When the soul grows, when it is in transition, it is like a caterpillar in the chrysalis. It is like a crab casting off the old shell and emerging soft and vulnerable in its soft new shell. To be that open and vulnerable, a sense of fundamental trust is a prerequisite. The soul grows best when held with compassion, and is reminded that it is never alone. Here I was in a warm, dry place whose entire mission was to be a safe place for the work of the soul. It was up to me to receive that, to allow that.

Easier said than done. So let’s try something else together. Return to your breath. In and out. Feel yourself in this time and place

feel yourself held by the chair and the floor

Remember, the main job of this building and this community is to hold you, to hold us, and to give us space to grow spiritually.

Now I invite you to call to mind someone or something who is easy to love. Maybe you are lucky enough to have a brand new grand-baby. Who is easy for you to love? A cat? Your faithful dog? a dear friend? Call to mind any time in your life when you have felt love for someone- and see if you can remember the texture of that feeling.

[pause]

Could you meet yourself from that place when you are hurting? Could you allow some of that tenderness and compassion for yourself?

[pause]

Sometimes the answer to that question is going to be “no.”
Sometimes we are too angry, too hurt, too frightened to remember that kind of tenderness.
That’s okay. Don’t worry about it. Go back to the breath, in and out. Just breathe and ground.
Whatever feeling is arising, just meet that with the breath, in and out.

[pause]

Let’s try something else.
Hold your fists in front of you. clench them as hard as you can.
Now allow them to open.Shake your hands out a little bit if they still feel clenched.
To open a clenched fist you are allowing the muscles to soften, just a little bit. Could you soften just that much around whatever difficult thing you are holding?

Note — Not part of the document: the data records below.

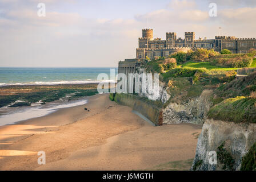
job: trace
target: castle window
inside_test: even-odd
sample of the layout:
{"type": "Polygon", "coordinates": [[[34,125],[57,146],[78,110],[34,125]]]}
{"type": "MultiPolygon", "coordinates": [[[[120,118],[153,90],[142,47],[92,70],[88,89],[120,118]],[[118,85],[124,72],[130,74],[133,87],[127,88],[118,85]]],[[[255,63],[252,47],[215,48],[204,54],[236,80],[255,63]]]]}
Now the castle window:
{"type": "Polygon", "coordinates": [[[235,46],[235,44],[234,43],[226,43],[226,47],[233,47],[235,46]]]}
{"type": "Polygon", "coordinates": [[[165,51],[165,56],[168,56],[170,54],[169,51],[165,51]]]}
{"type": "Polygon", "coordinates": [[[247,42],[242,42],[241,46],[241,47],[247,47],[247,42]]]}
{"type": "Polygon", "coordinates": [[[155,52],[155,56],[161,56],[161,52],[160,51],[155,52]]]}

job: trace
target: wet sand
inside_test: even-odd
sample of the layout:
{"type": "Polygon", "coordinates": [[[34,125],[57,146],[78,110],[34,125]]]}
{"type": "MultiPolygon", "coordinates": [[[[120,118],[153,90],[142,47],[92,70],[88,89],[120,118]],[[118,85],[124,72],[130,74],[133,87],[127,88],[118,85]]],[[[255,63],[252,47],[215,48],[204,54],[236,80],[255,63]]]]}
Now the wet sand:
{"type": "Polygon", "coordinates": [[[145,169],[194,157],[201,126],[154,127],[107,94],[87,100],[85,105],[0,127],[0,169],[145,169]],[[39,151],[46,153],[45,165],[37,163],[39,151]]]}

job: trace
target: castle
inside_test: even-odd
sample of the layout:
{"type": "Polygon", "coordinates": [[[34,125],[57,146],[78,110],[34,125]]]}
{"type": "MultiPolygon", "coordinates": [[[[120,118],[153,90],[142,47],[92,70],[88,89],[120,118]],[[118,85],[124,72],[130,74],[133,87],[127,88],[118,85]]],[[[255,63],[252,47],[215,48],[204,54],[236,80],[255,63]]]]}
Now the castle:
{"type": "Polygon", "coordinates": [[[215,36],[215,39],[199,38],[195,39],[195,32],[186,32],[185,39],[177,38],[175,32],[167,32],[166,40],[153,39],[153,29],[143,29],[142,38],[139,38],[138,48],[136,49],[136,59],[152,59],[154,56],[167,57],[172,53],[203,48],[220,52],[227,49],[233,53],[244,53],[256,48],[255,38],[238,39],[234,36],[215,36]]]}

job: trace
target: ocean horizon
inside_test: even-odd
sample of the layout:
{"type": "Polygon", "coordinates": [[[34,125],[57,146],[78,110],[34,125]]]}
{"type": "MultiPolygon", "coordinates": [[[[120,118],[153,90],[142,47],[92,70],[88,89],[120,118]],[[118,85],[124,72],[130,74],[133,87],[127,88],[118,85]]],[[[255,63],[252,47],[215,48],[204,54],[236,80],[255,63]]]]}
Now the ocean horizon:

When I was on the retreat, each time I could soften even a minuscule amount I imagined giving myself a gold star. Then I was judging myself that that was dorky, so I decided to give myself a gold star for allowing myself to be dorky. Eventually I marched myself down to the art cabinet and chose a nice gold pen and drew myself a whole bunch of gold stars- which was so dorky that I started cracking myself up. Eventually I was laughing so hard I had to go outside so I wouldn’t disrupt the other silent retreatants. It turns out it’s hard to be anxious when you are laughing that hard. That day of breathing and grounding and finally meeting myself with compassion, that was an important turning point for me.

But I wanted to remember and make a map of my path out of anxiety so that when I get stuck in that place again, I would have an escape route. So I encourage you now to consider- when you are anxious, what helps you find a doorway out of that constricted space? What simple instructions would you give yourself?

My map is pretty simple
Breathe

Ground

and breathe and ground

until we can

Meet whatever arises with compassion

*This title comes from the great Science Fiction classic The  Hitchhiker's Guide to the Galaxy by Douglas Adams, which features a fictional electronic travel encyclopedia by the same name with the words "Don't Panic inscribed in large friendly letters on its cover."